NewsBeast
- Company type: Joint venture
- Industry: Newspapers
- Genre: media
- Founded: November 2010
- Defunct: November 2013
- Key people: Baba Shetty, CEO
- Products: Newsweek, The Daily Beast (until 2013)

= NewsBeast =

Former American media company

NewsBeast was an American media company, and owner of Newsweek and The Daily Beast. It was established in 2010 as a merger between the two media outlets. The company was owned by IAC/InterActiveCorp and the estate of Sidney Harman, with Stephen Colvin of The Daily Beast as CEO. In August 2013, IBT Media acquired Newsweek, leaving The Daily Beast under the management of The Newsweek Daily Beast Company, which today operates as a subsidiary of IAC.

==History==

Newsweek magazine was launched in 1933 by a group of U.S. stockholders "which included Ward Cheney, of the Cheney silk family, John Hay Whitney, and Paul Mellon, son of Andrew W. Mellon," according to America's 60 Families by Ferdinand Lundberg. The Daily Beast was founded in 2008 by Tina Brown, former editor of Vanity Fair and The New Yorker as well as the short-lived Talk Magazine.

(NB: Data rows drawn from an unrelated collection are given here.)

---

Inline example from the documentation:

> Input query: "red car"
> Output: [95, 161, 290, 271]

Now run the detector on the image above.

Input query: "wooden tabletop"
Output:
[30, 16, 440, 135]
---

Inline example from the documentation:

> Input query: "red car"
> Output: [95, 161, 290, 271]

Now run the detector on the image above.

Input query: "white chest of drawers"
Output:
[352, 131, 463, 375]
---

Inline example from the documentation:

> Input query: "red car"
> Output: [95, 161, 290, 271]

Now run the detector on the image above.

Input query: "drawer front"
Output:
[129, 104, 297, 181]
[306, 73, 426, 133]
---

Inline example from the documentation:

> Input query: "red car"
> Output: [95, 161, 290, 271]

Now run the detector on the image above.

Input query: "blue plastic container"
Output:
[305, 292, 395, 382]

Newsweek was purchased by The Washington Post Company in 1961. With increasing competition from online news sources, years of financial losses forced the company to sell the magazine in 2010 to Harman Media, owned by Sidney Harman.

===Merger===
In November 2010, it was announced that Newsweek and The Daily Beast would merge into a joint venture named The Newsweek Daily Beast Company, with IAC and Sidney Harman each owning 50 percent of the new company. Harman's rationale for the merger was that: "In an admittedly challenging time, this merger provides the ideal combination of established journalism authority and bright, bristling website savvy." The company plans to redirect the Newsweek.com address to The Daily Beast, despite the fact that the former has higher traffic.

Tina Brown, who co-founded The Daily Beast, acts as editor-in-chief for both Newsweek and The Daily Beast.

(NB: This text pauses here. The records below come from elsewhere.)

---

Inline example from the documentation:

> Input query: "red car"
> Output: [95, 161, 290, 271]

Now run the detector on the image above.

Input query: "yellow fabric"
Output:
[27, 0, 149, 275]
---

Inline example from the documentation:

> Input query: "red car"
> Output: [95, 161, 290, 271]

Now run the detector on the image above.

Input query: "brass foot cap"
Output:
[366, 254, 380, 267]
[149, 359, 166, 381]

Reception to the merger was not positive. As former Newsweek president Mark Edmiston comments on The New York Times, "I don’t see how you can take two money-losing businesses and put them together and come up with a single entity that makes money." As the two businesses target very different demographics, Edmiston questioned the appeal of the merger to advertisers.

Newsweek staffers reacted ambivalently to the merger. There was opposition to redirecting the Newsweek.com site, due to the amount of effort and work that staffers have spent on building the site. The news came unexpectedly to staffers, a sentiment reflected on SaveNewsweek.com, which states that "It’s always nice to wake up and find out in the Times that your job is doomed".

In 2012, it was announced that Newsweek would stop publishing its print magazine by December. The Newsweek brand would be retooled as Newsweek Global and continue as a digital-only magazine for e-book readers and tablet computers.

On February 1, 2013, Brian Ries, the social media editor for NewsBeast, announced that the company had changed its name.

On August 3, 2013, IBT Media announced it had acquired Newsweek from IAC on terms that were not disclosed; the acquisition included the Newsweek brand and its online publication, but did not include The Daily Beast.

==Company holdings==
The company owned Newsweek, a news magazine, and The Daily Beast, a news website.